Co ptaki mają wspólnego z Bożym Narodzeniem? Rozmawialiśmy z ornitologiem z Uniwersytetu Przyrodniczego w Poznaniu
Orzeł, kwiczoł, łabędź, a nawet kanarek i papuga – te i inne gatunki znajdziemy w staropolskich kolędach i pastorałkach. O roli zwierząt, a szczególnie ptaków w świętach Bożego Narodzenia oraz fenomenie rudzika w kulturze angielskiej rozmawialiśmy z prof. dr. hab. Piotrem Tryjanowskim, kierownikiem Katedry Zoologii Uniwersytetu Przyrodniczego w Poznaniu.
Jakie zwierzęta znajdziemy w szopce bożonarodzeniowej?
Prof. Piotr Tryjanowski: Szopka to efekt tradycji, wprowadzonej przez św. Franciszka, który zwierzęta zaprosił po to, by było swojsko, ładnie i przyjemnie. Musiał być porządek, miały być miłe dla ludzi i się wzajemnie nie pokopać i nie pozagryzać [śmiech]. Choć rzecz działa się w średniowieczu (jako wystawienie pierwszej szopki podaje się rok 1223), to próbowano odtworzyć sytuację sprzed dwunastu wieków z Betlejem. Zapisków wiele nie było, więc pozostała pasterska intuicja. Jest więc wół, owca, osioł, pewnie też koza i wielbłąd.
Dlaczego akurat taki zestaw gatunków? Co je wszystkie łączy?

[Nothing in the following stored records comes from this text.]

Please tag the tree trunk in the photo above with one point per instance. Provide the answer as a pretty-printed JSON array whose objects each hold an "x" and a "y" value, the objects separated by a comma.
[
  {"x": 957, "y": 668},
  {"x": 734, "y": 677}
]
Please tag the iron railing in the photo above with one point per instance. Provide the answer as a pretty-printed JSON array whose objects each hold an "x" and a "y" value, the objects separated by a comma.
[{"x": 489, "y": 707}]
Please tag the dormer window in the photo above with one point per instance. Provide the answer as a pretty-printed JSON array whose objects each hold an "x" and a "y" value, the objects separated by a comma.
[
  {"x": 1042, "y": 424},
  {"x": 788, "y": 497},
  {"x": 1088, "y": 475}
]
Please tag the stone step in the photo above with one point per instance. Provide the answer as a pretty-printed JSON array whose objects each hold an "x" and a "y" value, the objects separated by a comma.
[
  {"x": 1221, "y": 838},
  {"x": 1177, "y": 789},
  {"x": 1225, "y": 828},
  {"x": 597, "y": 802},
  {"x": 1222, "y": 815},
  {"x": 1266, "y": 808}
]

Dieta. Wszystkie są roślinożerne, można się nimi opiekować. Będą się pasły praktycznie same, jeśli im zapewnimy bezpieczeństwo przed drapieżnikami. W zamian dadzą mleko – od razu, a nieco później i wełnę, i mięso. Te wymienione szybko rosną, na dodatek dzielnie znoszą niedolę hodowli – na przykład szopy – i poza tym mają przyjazny charakter. W relacjach z człowiekiem są znośnie. Nie uciekają niepotrzebnie, nie wierzgają, dają się wydoić, a co najmniej spokojnie zagonić w dowolne miejsce pastwiska. Czasami w szopkach pojawiają się psy. Pilnują stada, pozwalają utrzymać porządek i zapewniają bezpieczeństwo.
A czy znajdziemy w szopce ptaki?
W klasycznej pewnie nie. Chyba że tam wpadły na chwilę – kury i kaczki – na zasadzie wiejskiego inwentarza, albo wróble wybrać nieco ziaren. Jednak, jeśli szopkę potraktować nieco szerzej, jako pewne skojarzenie z Bożym Narodzeniem, to już tutaj dla ptaków znajdziemy nieco miejsca…

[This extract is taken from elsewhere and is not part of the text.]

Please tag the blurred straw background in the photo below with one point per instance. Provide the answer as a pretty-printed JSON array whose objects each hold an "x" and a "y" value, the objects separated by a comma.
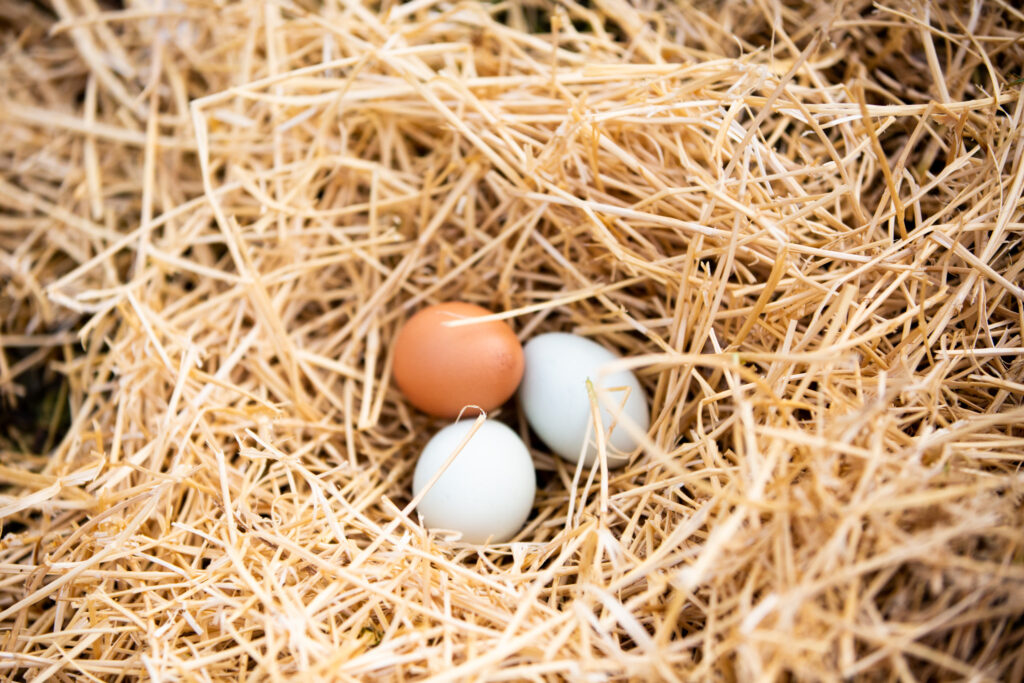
[{"x": 802, "y": 222}]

To znaczy? Co Pan Profesor ma na myśli?
Choćby w staropolskich kolędach i pastorałkach występuje mnóstwo gatunków ptaków. Badania nad tym robiła poznańska badaczka, prof. Maria Borejszo. Ja znam je tylko z lektury i to dokonywanej nie literaturoznawczym, etnograficznym, a ornitologicznym okiem. Po prostu zafascynował mnie ten ptasi świat. Byłem zaskoczony olbrzymią liczbą gatunków przewijających się przez strofy kolęd i pastorałek.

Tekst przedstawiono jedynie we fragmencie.